18) Quantification of protein levels using western blot could also improve the manuscript – could focus on only those in which gene expression was differentially expressed (PPARs, fetuin-a, srebp-1c).

19) If iridoids affect the PI3K pathway – have you looked at this in your samples?

20) The Discussion section is very confusing and does not provide a comprehensive interpretation of the data. Please focus on your most important results and take the reader through them, pointing out what has been shown previously in the literature as well as the implications of your work to the scientific field. As it is now, the discussion is rather clunky and there are a lot of citations of papers that do not contribute to the interpretation of your data – please trim down cited work and focus on discussing key points.

21) A limitations paragraph may be useful to state which datasets could be improved and how.

22) Please provide n number for each dataset presented on respective figure/table legend.

23) The paper needs moderate review of the English language.

I hope that the suggestions above are useful to the authors and are able to improve the manuscript - both its impact and clarity of ideas.

Author Response

Please see the attachment. 

Author Response File: Author Response.pdf

Reviewer 3 Report

A well prepared manuscript by the authors.

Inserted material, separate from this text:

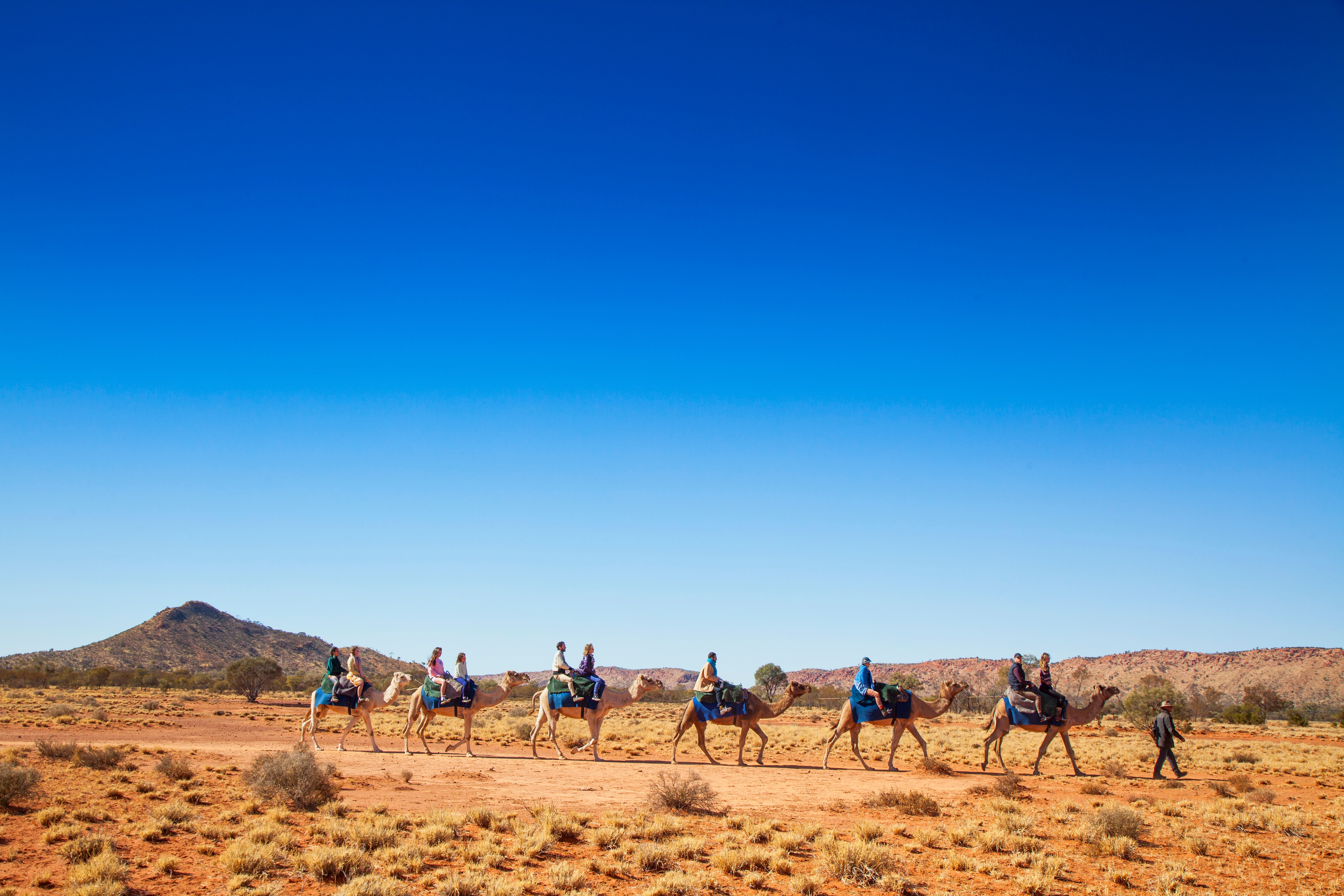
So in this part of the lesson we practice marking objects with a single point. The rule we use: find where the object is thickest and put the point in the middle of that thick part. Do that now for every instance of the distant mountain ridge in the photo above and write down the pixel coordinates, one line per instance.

I have a few comments on the content:

1. There are many grammar mistakes throughout the text which needs to be addressed
2. The quality of the stained images is low and would be better to replace with higher quality and less variation of staining.
3. There is an extra 's' in word 'levels' (line 431)
4. The animal groups on AE+HFHF had less food intake overall compared to all other groups. would the animal housing or temp control have contributed to the decrease in blood glucose levels seen in the GTT test?
5. It seems that the AE 500 HFHF group had worsened metabolic parameters, was this group observed to be more sedentary than other groups?
6. As the liver histological results show that more hepatocyte ballooning was evident, did authors measure ALT levels in the blood?
7. I recommend adding in the methods section (under the OGTT test) what blood was used for the test (eg tail bleed, etc)
8. I noticed that the fasting blood glucose after treatment in figure 2C and figure 4A do not match. Can you please check.

Author Response

Please see the attachment.

Author Response File: Author Response.pdf

Round 2

Reviewer 2 Report

Thank you for addressing the issues raised.